President Bush is heading to Camp David, his presidential hideaway north of Washington, for Thanksgiving, thankful for his almost-expired "privilege of serving as the president."
On a holiday designed for reflection, one man, historically unpopular, is heading to a remote mountaintop with his family. The other, promising change, is surrounding himself with dozens of people in a bustling city.
Dressed casually in a leather jacket and black scarf on Wednesday, Obama handed out food to the needy at a Chicago church with his wife, Michelle, and their two daughters, shaking hands and jovially telling people "you can call me Barack."
He followed that with a quick visit to a school next door, where he asked the excited kids, "Who's going to have turkey?" "Who's going to have green beans?" "Who's going to have sweet potato pie?"
Obama has shown a knack for symbolism, in this case following the Thanksgiving tradition of helping the poor, said David Greenberg, a Rutgers University historian who is working on a history of political spin.
"Here he's showing a different side of himself, the president as national conscience or moral authority. I think that's probably a good note for him to introduce in a transition period that's been so heavily focused on Wall Street and the financial system and these economic problems," he said. "He's not forgetting who these economic problems are hurting the most."
In an interview to be broadcast Wednesday night on ABC, the Obamas told Barbara Walters, a top celebrity interviewer, that they were having 60 people, at least, to their Chicago home for the holiday.

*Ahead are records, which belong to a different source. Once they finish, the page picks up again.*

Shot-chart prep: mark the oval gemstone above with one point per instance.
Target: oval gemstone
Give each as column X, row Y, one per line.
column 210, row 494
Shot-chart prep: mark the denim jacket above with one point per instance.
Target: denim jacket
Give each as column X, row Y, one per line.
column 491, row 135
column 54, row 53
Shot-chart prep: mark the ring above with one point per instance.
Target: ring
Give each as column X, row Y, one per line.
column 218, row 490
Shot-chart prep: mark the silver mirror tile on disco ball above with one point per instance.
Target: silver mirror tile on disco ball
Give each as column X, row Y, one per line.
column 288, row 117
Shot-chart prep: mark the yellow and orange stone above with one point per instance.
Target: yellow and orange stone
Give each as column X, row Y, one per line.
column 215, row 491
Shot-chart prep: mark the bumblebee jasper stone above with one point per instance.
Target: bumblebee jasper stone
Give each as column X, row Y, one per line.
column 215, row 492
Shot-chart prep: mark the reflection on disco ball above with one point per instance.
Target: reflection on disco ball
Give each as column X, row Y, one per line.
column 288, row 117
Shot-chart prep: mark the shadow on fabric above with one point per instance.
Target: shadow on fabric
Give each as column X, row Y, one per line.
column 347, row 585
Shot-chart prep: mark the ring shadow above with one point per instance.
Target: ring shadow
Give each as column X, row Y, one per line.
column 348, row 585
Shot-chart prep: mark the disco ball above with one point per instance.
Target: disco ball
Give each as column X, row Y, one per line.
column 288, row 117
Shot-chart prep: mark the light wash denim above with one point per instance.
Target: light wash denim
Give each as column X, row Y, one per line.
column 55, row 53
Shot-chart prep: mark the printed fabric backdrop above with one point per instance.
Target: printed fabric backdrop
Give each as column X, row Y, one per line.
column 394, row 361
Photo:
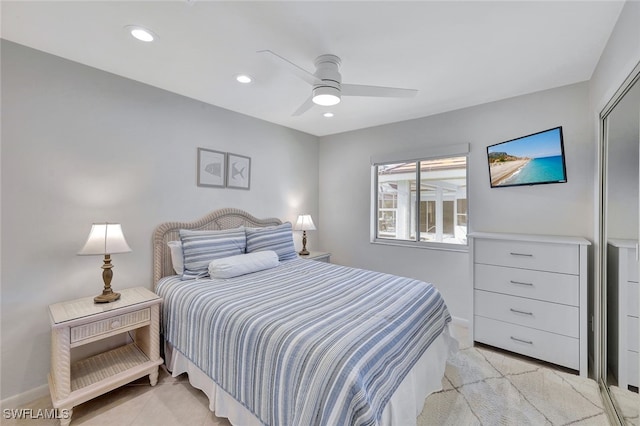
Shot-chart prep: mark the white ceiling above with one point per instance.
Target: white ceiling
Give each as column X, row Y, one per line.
column 456, row 53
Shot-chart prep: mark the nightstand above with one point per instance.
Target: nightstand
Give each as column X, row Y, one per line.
column 320, row 256
column 79, row 322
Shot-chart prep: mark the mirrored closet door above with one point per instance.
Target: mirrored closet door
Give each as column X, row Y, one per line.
column 619, row 245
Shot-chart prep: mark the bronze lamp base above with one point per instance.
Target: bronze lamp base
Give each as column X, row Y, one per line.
column 107, row 295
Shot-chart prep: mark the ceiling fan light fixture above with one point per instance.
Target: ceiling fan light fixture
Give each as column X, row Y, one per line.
column 141, row 33
column 326, row 96
column 244, row 78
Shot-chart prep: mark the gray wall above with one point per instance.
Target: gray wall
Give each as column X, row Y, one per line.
column 556, row 209
column 81, row 145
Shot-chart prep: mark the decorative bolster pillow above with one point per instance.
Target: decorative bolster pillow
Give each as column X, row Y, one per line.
column 242, row 264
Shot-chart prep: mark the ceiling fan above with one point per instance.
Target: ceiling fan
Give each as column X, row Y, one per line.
column 327, row 83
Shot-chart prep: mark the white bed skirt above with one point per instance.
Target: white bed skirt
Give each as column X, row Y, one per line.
column 403, row 409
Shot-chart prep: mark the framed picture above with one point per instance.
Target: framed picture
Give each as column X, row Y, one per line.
column 238, row 171
column 211, row 168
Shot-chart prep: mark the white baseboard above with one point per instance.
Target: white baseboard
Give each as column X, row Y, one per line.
column 24, row 398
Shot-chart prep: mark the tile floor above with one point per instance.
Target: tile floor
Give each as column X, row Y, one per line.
column 481, row 387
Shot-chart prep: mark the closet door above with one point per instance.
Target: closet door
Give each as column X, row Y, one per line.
column 619, row 243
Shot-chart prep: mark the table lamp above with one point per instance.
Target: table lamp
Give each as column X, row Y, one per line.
column 304, row 224
column 105, row 239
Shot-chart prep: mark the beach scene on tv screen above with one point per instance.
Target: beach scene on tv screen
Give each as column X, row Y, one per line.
column 528, row 160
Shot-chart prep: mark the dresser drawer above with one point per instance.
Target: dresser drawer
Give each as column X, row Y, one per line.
column 549, row 257
column 98, row 328
column 632, row 299
column 553, row 317
column 632, row 334
column 549, row 286
column 538, row 344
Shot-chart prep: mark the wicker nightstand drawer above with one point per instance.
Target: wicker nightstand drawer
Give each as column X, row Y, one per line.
column 87, row 331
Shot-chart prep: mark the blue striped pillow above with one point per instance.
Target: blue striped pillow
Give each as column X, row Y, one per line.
column 277, row 238
column 201, row 247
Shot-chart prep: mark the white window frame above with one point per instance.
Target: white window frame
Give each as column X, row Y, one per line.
column 426, row 154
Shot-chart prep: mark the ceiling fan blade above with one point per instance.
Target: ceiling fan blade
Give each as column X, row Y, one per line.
column 304, row 107
column 300, row 72
column 378, row 91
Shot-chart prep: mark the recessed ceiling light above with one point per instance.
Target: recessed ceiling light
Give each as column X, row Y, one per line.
column 141, row 33
column 244, row 79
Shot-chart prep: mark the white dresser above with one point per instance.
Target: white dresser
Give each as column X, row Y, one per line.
column 530, row 296
column 622, row 311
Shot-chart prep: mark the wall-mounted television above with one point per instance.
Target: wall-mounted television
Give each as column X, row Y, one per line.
column 528, row 160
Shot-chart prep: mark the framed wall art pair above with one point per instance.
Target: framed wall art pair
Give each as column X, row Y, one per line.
column 223, row 169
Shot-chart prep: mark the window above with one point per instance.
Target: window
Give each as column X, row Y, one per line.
column 421, row 201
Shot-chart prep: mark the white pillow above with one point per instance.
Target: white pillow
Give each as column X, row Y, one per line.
column 234, row 266
column 177, row 258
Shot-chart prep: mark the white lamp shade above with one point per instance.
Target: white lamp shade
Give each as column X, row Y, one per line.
column 105, row 238
column 304, row 223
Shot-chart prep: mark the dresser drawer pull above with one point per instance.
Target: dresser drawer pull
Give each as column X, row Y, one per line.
column 521, row 283
column 528, row 342
column 521, row 312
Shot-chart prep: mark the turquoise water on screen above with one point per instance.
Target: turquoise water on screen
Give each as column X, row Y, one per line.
column 538, row 170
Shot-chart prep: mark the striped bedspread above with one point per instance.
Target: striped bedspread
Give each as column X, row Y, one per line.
column 305, row 343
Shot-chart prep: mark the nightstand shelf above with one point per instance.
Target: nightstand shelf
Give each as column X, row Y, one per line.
column 80, row 322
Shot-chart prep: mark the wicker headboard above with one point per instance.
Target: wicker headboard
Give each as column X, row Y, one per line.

Michelle Obama said she is not cooking; she gets "an out," she says, because her husband ran for president.
For Bush, his final Thanksgiving in office is proving a time for nostalgia. He always reflects a bit at Thanksgiving, but he went further as he spared the Thanksgiving turkey, "Pumpkin," on Wednesday in a half-century-old presidential tradition.
He gave thanks to troops and volunteers, to teachers and pastors, to all the American people. Then he gave thanks for his wife and twin daughters -- "two Thanksgiving miracles who we were blessed with 27 years ago" -- and that his mother, former first lady Barbara Bush, was doing well after being hospitalized.
"Most of all," he said, "I thank the American people for the tremendous privilege of serving as the president."
But the occasion also was a chance for levity. A backup bird, named "Pecan" through an online vote, was nowhere to be seen. Undisclosed location, Bush joked. He was evoking a running gag among Americans that plays off the perilous period during and after the Sept. 11, 2001, terror attacks, when Vice President Dick Cheney often was said to be in an undisclosed location for security reasons in case anything happened to the president..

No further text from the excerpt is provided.